Letters to the Editor
Indeed, why fight?
Letter to the editor · Alan Wright · Roslindale
Dear Editor,
My friend, Sal Giarrantani, laments that neighbors in Jamaica Plain are fighting each other over housing development plans when he wishes they would work together. In the same issue of The Bulletin there is report of another fight over a much-delayed housing project. Developer Mark Kaplan did a commendable job of explaining how complex, time-consuming and costly it is to get any project approved, let alone built.
Some rage that developers are greedily taking advantage of the dire housing shortage when in fact they have about as good a chance of earning a fair profit for their labors as they do at winning in Las Vegas.

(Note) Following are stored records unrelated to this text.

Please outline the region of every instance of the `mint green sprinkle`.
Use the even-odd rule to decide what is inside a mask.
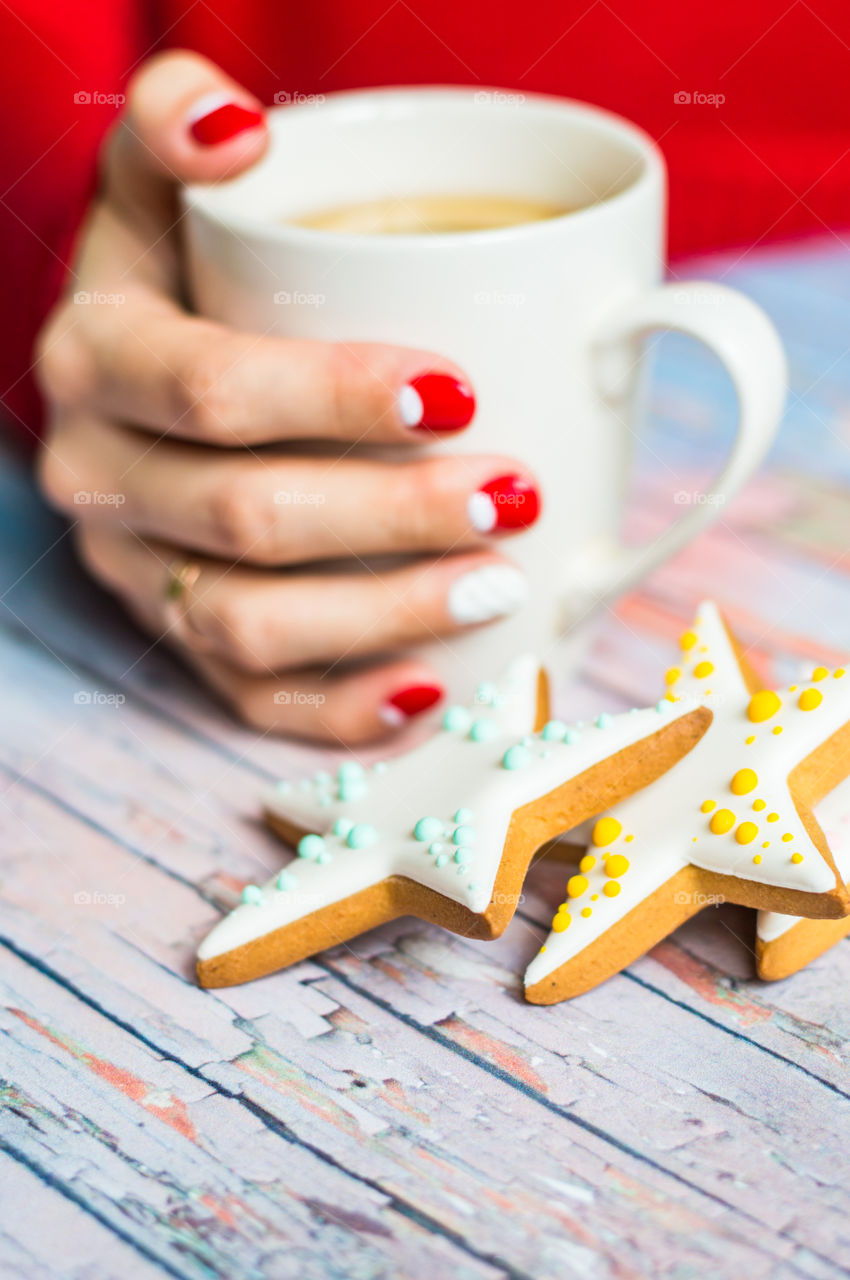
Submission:
[[[442,853],[445,845],[440,844],[439,840],[435,840],[433,844],[428,845],[428,852],[433,853],[436,858],[437,854]]]
[[[471,810],[471,809],[456,809],[456,810],[455,810],[455,813],[454,813],[453,821],[454,821],[454,822],[460,822],[460,823],[464,823],[464,822],[471,822],[471,821],[472,821],[472,810]]]
[[[324,866],[328,862],[333,862],[334,856],[329,849],[323,849],[321,853],[316,854],[316,861]]]
[[[340,782],[342,782],[343,779],[347,779],[351,782],[355,778],[362,778],[363,773],[363,766],[362,764],[359,764],[357,760],[343,760],[342,764],[336,771],[336,776],[339,778]]]
[[[455,849],[455,862],[468,862],[471,857],[472,852],[467,849],[465,845],[461,845],[459,849]]]
[[[475,831],[472,827],[455,827],[452,840],[455,844],[475,844]]]
[[[666,698],[662,698],[660,702],[656,702],[655,710],[660,716],[663,716],[670,710],[672,705],[672,702],[668,702]]]
[[[471,719],[466,707],[447,707],[443,712],[443,728],[449,733],[466,733]]]
[[[413,828],[415,840],[436,840],[443,834],[443,824],[439,818],[420,818]]]
[[[376,760],[375,763],[372,765],[373,773],[381,774],[381,773],[386,773],[386,771],[387,771],[386,760]]]
[[[607,711],[603,711],[601,715],[598,715],[596,717],[597,729],[610,729],[613,723],[614,723],[614,717],[609,716]]]
[[[449,855],[447,853],[441,853],[437,858],[435,865],[438,867],[444,867],[448,862],[448,860],[449,860]]]
[[[319,854],[324,851],[325,842],[321,836],[311,834],[302,836],[298,841],[297,853],[299,858],[318,858]]]
[[[547,720],[540,734],[544,742],[563,742],[567,726],[563,720]]]
[[[313,781],[319,787],[326,787],[331,782],[331,775],[325,769],[319,769],[318,773],[313,774]]]
[[[564,734],[564,742],[568,747],[574,747],[577,742],[581,742],[581,734],[578,729],[568,729]]]
[[[345,837],[348,835],[349,831],[353,826],[354,826],[354,823],[351,821],[350,818],[337,818],[336,822],[333,825],[334,835],[342,836],[342,838],[345,839]]]
[[[280,782],[274,784],[274,789],[279,796],[285,796],[290,786],[291,783],[287,782],[286,778],[281,778]]]
[[[495,720],[488,720],[486,717],[481,720],[473,720],[469,726],[469,736],[473,742],[489,742],[491,738],[495,738],[499,732],[499,727]]]
[[[528,747],[521,745],[508,747],[502,756],[503,769],[524,769],[529,764],[531,764],[531,752]]]
[[[280,890],[294,889],[297,883],[298,881],[295,879],[295,876],[291,871],[287,871],[285,867],[283,871],[278,872],[277,880],[275,881],[275,884]]]
[[[355,822],[345,837],[345,843],[349,849],[365,849],[367,845],[374,844],[377,838],[378,833],[370,822]]]
[[[242,890],[242,901],[251,907],[260,907],[263,903],[263,891],[255,884],[246,884]]]

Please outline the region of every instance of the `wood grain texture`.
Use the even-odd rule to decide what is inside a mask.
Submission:
[[[773,314],[796,394],[757,480],[598,625],[561,715],[652,699],[703,595],[765,680],[850,654],[850,261],[708,269]],[[731,414],[691,347],[658,366],[637,537],[710,485]],[[332,757],[231,724],[84,579],[11,456],[0,673],[0,1275],[848,1274],[846,940],[762,985],[752,913],[710,909],[536,1008],[549,860],[496,942],[401,919],[202,991],[195,944],[286,856],[261,787]]]

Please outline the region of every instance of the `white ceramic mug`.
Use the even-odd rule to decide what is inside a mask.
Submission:
[[[664,163],[645,134],[607,112],[491,90],[379,89],[280,108],[270,128],[256,168],[186,193],[197,309],[260,333],[383,341],[457,361],[475,391],[475,418],[423,448],[520,459],[543,510],[501,544],[526,574],[525,605],[429,645],[428,656],[457,696],[518,651],[563,658],[590,607],[693,538],[761,460],[786,392],[773,326],[721,285],[659,283]],[[576,211],[420,235],[285,221],[358,200],[452,193]],[[737,434],[712,501],[674,507],[681,486],[671,481],[678,521],[650,546],[626,547],[619,528],[640,425],[640,348],[665,329],[719,356],[737,391]]]

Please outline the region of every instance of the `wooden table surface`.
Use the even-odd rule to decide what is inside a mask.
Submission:
[[[766,677],[850,654],[850,254],[697,268],[779,325],[784,426],[606,613],[565,716],[654,700],[702,596]],[[659,352],[640,536],[710,487],[731,421],[708,357]],[[234,726],[149,647],[11,453],[0,538],[0,1274],[850,1273],[850,943],[764,985],[752,913],[714,908],[535,1008],[521,976],[563,879],[543,865],[498,942],[405,919],[201,991],[196,943],[286,857],[260,788],[325,757]]]

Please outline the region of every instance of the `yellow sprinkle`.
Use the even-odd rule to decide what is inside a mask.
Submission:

The working together that is needed is not opposition to more housing but collaboration with the City administration and developers to minimize project costs while adding as much as possible.
Many of us worked hard together to support the City Squares + Streets effort to streamline approval of new development. The effort is beginning to bear fruit: witness the B’Nai B’rith senior housing redevelopment of the Bank of America building and the project at 4487 Washington reported in the same issue of The Bulletin. Costs increase when there are shortages, for which the only real solution is creating more supply. None of us, no matter how long we have lived in a place, have a right to demand that nothing change especially when such resistance only serves to perpetuate the pain others less fortunate experience when an inadequate supply of housing puts them at constant risk of homelessness.